From bd45d9e29afe6a4a083c3dd9f2d37cb78344947f Mon Sep 17 00:00:00 2001
From: Mark Callow <github@callow.im>
Date: Wed, 18 Sep 2024 20:23:58 +0900
Subject: [PATCH 1/8] First pass at handling spaces in filenames.

---
 .../loadtests/vkloadtests/VulkanLoadTests.cpp |  5 ++
 utils/argparser.cpp                           | 52 ++++++++++++++++---
 2 files changed, 50 insertions(+), 7 deletions(-)
diff --git a/tests/loadtests/vkloadtests/VulkanLoadTests.cpp b/tests/loadtests/vkloadtests/VulkanLoadTests.cpp
index 50d2124bb5..116c5713a6 100644
--- a/tests/loadtests/vkloadtests/VulkanLoadTests.cpp
+++ b/tests/loadtests/vkloadtests/VulkanLoadTests.cpp
@@ -20,6 +20,8 @@
 
 #define _USE_MATH_DEFINES
 #include <math.h>
+#include <string>
+#include <regex>
 
 #include "VulkanLoadTests.h"
 #include "Texture.h"
@@ -355,6 +357,9 @@ VulkanLoadTests::showFile(std::string& filename)
         createViewer = Texture::create;
     }
     ktxTexture_Destroy(kTexture);
+
+    // Escape any spaces in filename.
+    filename = std::regex_replace( filename, std::regex(" "), "\\ " );
     std::string args = "--external " + filename;
     pViewer = createViewer(vkctx, w_width, w_height, args.c_str(), sBasePath);
     return pViewer;
diff --git a/utils/argparser.cpp b/utils/argparser.cpp
index 48620971f7..314b995ccb 100644
--- a/utils/argparser.cpp
+++ b/utils/argparser.cpp
@@ -21,7 +21,10 @@
  */
 
 #include <assert.h>
+#include <iostream>
 #include "argparser.h"
+#include <regex>
+#include <locale>
 
 using namespace std;
 
@@ -30,18 +33,53 @@ using namespace std;
  */
 argvector::argvector(const string& sArgs)
 {
-    const string sep(" \t\n\r\v\f");
+    const string sep(" \t");
+    //std::locale old = std::locale::global(std::locale("ja_JP.UTF-8"));
+    // std::regex does not support negative lookbehind assertions.
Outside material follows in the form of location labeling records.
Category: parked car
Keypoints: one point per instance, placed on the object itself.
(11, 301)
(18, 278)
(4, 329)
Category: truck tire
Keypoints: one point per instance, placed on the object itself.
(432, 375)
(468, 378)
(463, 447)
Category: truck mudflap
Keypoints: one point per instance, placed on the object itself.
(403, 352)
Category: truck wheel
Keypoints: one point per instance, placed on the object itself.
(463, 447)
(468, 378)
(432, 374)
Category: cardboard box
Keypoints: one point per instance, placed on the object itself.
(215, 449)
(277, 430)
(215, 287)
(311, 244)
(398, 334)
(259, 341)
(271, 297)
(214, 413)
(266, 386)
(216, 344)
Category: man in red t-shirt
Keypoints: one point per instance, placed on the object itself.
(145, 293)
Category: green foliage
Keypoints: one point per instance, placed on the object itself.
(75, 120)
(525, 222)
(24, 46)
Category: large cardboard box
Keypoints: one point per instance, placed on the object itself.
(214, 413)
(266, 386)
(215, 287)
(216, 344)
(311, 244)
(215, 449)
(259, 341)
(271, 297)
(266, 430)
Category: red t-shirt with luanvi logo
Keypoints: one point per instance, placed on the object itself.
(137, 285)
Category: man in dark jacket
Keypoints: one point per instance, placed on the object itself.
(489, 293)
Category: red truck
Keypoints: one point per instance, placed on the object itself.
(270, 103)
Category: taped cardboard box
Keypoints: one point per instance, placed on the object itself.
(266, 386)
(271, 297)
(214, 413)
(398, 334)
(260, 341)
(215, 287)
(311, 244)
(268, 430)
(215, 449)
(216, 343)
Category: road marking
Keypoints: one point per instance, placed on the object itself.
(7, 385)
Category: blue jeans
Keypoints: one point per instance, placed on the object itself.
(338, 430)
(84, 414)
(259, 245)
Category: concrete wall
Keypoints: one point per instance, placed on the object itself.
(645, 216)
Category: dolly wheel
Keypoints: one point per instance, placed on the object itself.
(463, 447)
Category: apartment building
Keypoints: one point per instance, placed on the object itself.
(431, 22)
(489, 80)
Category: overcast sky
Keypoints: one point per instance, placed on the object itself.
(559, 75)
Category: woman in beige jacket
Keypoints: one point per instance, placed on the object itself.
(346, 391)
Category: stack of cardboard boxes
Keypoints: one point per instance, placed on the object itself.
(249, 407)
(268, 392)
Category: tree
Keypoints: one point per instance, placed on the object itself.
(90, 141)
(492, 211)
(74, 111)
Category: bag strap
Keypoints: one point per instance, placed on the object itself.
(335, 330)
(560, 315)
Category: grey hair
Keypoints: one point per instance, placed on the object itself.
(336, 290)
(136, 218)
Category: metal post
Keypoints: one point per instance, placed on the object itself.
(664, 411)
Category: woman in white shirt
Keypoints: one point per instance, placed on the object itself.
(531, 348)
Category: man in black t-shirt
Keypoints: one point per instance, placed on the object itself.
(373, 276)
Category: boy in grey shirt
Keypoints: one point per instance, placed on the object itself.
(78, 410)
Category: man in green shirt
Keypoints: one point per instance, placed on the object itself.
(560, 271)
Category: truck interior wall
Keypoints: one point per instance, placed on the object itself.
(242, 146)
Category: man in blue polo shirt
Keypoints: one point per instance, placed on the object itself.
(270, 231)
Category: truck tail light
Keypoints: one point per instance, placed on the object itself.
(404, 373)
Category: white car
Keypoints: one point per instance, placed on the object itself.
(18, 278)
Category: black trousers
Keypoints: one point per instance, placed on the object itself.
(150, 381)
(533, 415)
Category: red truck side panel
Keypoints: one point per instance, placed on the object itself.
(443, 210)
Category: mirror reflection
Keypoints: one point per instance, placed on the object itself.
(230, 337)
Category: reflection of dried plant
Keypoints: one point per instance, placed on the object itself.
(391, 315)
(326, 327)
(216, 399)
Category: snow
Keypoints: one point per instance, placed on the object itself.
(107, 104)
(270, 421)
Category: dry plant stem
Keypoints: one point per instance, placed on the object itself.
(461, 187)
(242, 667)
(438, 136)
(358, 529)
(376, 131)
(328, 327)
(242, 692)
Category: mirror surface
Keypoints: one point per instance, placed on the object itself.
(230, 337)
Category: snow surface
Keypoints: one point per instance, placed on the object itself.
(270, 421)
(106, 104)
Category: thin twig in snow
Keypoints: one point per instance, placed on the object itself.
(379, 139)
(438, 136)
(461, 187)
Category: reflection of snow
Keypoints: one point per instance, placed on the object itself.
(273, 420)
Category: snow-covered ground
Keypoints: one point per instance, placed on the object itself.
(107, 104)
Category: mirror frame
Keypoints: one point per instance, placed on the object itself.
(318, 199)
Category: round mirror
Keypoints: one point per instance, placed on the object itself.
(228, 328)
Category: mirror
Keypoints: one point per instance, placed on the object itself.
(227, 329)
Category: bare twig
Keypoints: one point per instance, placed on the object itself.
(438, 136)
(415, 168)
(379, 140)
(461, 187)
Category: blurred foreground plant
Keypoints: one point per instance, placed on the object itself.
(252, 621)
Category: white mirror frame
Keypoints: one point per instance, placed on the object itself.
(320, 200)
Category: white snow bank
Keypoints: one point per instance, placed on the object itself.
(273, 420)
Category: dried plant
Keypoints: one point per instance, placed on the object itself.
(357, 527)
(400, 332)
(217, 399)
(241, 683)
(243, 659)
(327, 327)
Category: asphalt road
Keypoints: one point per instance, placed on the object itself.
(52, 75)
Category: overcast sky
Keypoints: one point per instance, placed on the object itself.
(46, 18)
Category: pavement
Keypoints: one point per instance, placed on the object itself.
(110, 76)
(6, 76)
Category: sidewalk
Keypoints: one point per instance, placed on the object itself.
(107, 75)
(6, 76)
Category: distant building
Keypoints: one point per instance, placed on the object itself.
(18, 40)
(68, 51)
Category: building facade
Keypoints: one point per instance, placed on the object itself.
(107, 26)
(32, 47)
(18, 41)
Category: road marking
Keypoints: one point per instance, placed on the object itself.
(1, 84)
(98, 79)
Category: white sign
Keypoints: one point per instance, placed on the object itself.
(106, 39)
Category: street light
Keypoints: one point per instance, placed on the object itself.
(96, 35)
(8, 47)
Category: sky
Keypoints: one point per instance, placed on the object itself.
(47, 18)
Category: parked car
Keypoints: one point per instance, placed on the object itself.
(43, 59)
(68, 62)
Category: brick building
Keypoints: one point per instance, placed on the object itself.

Darn!
+    // RE to extract argument between string start and separator.
+    // - Match 0 is whole matching string including separator.
+    // - Match 1 is the argument.
+    // Use negative character class as it is easiest way to handle
+    // utf-8 file names with non-Latin characters. $ must not be last
+    // in the character class or it will be taken literally not as
+    // end of string.
+    // Use raw literal to avoid excess backslashes.
+    regex re(R"--(^([^$ \t]+)(?:[ \t]+|$))--");
+    //regex re(R"--(^([\\/:._[:alnum:]-]+)(?:[ \t]+|$))--");
     size_t pos;
 
     pos = sArgs.find_first_not_of(sep);
     assert(pos != string::npos);
 
-    do {
-        size_t epos = sArgs.find_first_of(sep, pos);
-        size_t len = epos == string::npos ? epos : epos - pos;
-        push_back(sArgs.substr(pos, len));
-        pos = sArgs.find_first_not_of(sep, epos);
-    } while (pos != string::npos);
+    auto first = sArgs.begin() + pos;
+    auto last = sArgs.end();
+    bool continuation = false;
+    bool needContinuation = false;
+    for (smatch sm; regex_search(first, last, sm, re);) {
+        std::cout << "prefix: " << sm.prefix() << '\n';
+        std::cout << "suffix: " << sm.suffix() << '\n';
+        std::cout << "match size: " << sm.size() << '\n';
+        for(uint32_t i = 0; i < sm.size(); i++) {
+            std::cout << "match " << i << ": " << "\"" << sm.str(i) << "\"" << '\n';
+        }
+        string arg;
+        // All this because std::regex does not support negative lookbehind.
+        if (*(sm[1].second - 1) == '\\') {
+            arg = string(sm[1].first, sm[1].second - 1) + " ";
+            needContinuation = true;
+        } else {
+            arg = sm.str(1);
+            needContinuation = false;
+        }
+        if (continuation) {
+            this->back() += arg;
+        } else {
+            push_back(arg);
+        }
+        continuation = needContinuation;
+        first = sm.suffix().first;
+    }
+    //std::locale::global(old);
 }
 
 /*

From 56ea7a1d6f16fcfa022f89b3127ea437ed9d747c Mon Sep 17 00:00:00 2001
From: Mark Callow <github@callow.im>
Date: Wed, 18 Sep 2024 21:43:33 +0900
Subject: [PATCH 2/8] Simplify backslash handling.

---
 utils/argparser.cpp | 21 ++++++++++-----------
 1 file changed, 10 insertions(+), 11 deletions(-)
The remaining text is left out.